I'm trying to migrate a hacky-patched version of Drupal 4.6 to a current released version and having some problems, and I think the collation mess is part of it. Does anybody have a script that will upgrade all instances of latin1_swedish_ci to utf8_general_ci?

Comments

rivena’s picture

I am interested in adding this info to the handbook, so I'm just posting here. :)

Anisa.

-----------------------------------------------------------
Kindness builds stronger bonds than necessity.

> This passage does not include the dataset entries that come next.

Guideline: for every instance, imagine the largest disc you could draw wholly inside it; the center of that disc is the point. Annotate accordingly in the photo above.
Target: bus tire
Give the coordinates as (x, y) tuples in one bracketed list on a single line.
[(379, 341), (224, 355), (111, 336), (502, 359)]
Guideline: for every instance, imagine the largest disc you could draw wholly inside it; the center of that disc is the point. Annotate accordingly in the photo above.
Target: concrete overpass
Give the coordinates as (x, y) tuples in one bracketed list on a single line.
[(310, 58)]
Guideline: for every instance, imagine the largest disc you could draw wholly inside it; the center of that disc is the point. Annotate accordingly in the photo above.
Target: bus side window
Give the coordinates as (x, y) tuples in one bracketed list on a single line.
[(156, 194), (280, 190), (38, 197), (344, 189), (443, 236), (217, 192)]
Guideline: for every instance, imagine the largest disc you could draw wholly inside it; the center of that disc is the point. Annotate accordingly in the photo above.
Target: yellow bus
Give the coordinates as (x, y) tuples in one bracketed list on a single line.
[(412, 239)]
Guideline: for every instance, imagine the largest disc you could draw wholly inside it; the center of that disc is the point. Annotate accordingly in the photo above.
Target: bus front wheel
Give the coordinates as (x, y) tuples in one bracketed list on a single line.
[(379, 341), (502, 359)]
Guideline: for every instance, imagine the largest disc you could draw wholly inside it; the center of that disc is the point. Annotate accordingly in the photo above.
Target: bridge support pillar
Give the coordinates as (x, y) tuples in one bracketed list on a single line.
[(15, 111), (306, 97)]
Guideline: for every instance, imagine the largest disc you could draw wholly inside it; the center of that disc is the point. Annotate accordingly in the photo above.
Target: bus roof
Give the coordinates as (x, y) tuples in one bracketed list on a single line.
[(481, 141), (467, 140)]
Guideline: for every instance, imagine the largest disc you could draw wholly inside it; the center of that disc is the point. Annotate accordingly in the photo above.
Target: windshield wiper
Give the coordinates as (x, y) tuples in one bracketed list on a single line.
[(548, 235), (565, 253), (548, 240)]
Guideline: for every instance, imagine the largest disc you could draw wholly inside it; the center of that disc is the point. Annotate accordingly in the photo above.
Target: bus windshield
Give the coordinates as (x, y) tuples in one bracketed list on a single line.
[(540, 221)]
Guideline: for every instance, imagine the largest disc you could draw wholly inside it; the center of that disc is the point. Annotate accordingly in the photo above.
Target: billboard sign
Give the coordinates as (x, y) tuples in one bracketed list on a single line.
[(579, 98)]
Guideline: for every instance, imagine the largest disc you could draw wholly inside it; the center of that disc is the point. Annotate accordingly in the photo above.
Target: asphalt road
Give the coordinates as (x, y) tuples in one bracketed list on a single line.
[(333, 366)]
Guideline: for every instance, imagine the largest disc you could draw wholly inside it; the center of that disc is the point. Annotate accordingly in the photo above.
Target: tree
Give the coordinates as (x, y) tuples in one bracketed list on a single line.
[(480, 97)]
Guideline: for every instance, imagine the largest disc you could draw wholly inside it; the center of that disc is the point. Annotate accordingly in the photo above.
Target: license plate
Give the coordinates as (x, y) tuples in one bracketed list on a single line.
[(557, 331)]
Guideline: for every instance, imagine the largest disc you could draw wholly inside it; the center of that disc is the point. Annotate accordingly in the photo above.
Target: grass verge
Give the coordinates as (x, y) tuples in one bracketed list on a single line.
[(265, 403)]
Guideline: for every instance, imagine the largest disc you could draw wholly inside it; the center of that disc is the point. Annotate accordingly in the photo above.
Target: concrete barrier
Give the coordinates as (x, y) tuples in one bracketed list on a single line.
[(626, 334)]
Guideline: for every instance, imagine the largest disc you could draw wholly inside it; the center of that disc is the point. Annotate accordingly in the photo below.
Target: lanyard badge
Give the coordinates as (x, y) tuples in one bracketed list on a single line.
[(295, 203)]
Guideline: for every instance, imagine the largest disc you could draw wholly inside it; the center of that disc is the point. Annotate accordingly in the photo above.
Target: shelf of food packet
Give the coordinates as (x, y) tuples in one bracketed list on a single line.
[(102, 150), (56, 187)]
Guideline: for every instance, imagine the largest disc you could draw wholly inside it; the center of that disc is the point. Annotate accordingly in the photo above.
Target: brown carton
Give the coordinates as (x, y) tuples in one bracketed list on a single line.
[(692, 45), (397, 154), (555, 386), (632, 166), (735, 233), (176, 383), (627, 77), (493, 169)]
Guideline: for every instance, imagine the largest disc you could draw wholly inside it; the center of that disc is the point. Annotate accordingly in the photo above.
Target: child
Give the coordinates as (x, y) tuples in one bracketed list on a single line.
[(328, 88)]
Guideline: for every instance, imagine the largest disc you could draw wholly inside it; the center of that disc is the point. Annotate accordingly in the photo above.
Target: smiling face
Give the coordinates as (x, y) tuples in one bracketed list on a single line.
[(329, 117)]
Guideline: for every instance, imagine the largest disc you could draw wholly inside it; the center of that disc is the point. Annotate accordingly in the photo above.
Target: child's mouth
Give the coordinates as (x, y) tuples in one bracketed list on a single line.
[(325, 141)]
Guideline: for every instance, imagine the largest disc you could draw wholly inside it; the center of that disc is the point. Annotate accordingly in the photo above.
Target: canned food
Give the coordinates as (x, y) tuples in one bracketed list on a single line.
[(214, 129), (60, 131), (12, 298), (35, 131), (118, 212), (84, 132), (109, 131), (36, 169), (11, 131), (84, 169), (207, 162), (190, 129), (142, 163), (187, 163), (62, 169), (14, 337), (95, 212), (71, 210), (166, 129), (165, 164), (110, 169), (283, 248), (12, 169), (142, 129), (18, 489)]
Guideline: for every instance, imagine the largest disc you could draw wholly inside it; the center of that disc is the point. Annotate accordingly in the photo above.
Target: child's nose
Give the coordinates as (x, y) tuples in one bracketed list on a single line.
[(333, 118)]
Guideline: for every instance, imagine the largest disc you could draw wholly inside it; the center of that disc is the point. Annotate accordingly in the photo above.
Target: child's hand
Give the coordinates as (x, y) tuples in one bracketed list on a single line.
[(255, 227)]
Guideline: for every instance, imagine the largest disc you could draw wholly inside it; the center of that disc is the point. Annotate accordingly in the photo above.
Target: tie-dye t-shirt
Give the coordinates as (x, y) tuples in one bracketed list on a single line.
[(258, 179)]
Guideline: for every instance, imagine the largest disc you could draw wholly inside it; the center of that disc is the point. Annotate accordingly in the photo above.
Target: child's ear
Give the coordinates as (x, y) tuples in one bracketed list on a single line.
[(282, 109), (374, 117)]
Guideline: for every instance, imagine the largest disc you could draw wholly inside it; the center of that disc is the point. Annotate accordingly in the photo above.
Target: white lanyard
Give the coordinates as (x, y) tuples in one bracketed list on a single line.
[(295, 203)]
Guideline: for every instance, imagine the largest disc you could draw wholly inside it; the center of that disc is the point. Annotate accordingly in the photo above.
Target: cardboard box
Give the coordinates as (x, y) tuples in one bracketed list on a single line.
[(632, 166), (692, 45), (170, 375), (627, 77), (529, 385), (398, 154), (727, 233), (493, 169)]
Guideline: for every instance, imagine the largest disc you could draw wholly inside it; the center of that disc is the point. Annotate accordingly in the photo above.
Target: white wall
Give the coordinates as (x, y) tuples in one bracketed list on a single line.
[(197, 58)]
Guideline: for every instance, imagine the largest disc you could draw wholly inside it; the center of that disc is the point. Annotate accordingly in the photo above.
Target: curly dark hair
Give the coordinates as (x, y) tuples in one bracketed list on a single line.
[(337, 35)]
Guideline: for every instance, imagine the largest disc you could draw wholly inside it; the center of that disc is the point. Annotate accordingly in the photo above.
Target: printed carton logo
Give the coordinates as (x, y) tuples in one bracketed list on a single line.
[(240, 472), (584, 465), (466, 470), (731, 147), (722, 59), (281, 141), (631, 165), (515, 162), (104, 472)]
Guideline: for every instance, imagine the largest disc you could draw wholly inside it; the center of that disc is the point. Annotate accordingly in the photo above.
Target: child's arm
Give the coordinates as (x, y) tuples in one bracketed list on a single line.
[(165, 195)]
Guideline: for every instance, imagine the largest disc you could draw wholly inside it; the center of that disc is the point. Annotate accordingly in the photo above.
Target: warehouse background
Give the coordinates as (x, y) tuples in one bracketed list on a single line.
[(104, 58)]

www.animecards.org - 18,000 card scans and counting!
-----------------------------------------------------------

ajwwong’s picture

Good luck in finding it... If I catch it I'll let you know here.

Albert
www.ithou.org

yelvington’s picture

... a quick and dirty collation updater.

header('Content-type: text/plain;');
mysql_connect('localhost','username','passwordl');
mysql_select_db('databasename');

$res = mysql_query("SHOW TABLES");
while ($r = mysql_fetch_array($res)){
  $tablename = $r[0];
  echo $sql = "ALTER TABLE $tablename CONVERT TO CHARACTER SET utf8 COLLATE utf8_general_ci";
  echo "\r\n";
 mysql_query($sql);
 
}

I don't know that this actually fixed anything; I was able to get a test upgrade working by doing this and also truncating the sessions table. Until I did that I couldn't even log on.

escoles’s picture

I'd made a bunch of semi-successful updates (was getting a weird post truncation problem that led me to keep trying). After finally getting an update to complete without serious error, I had the login problems you describe.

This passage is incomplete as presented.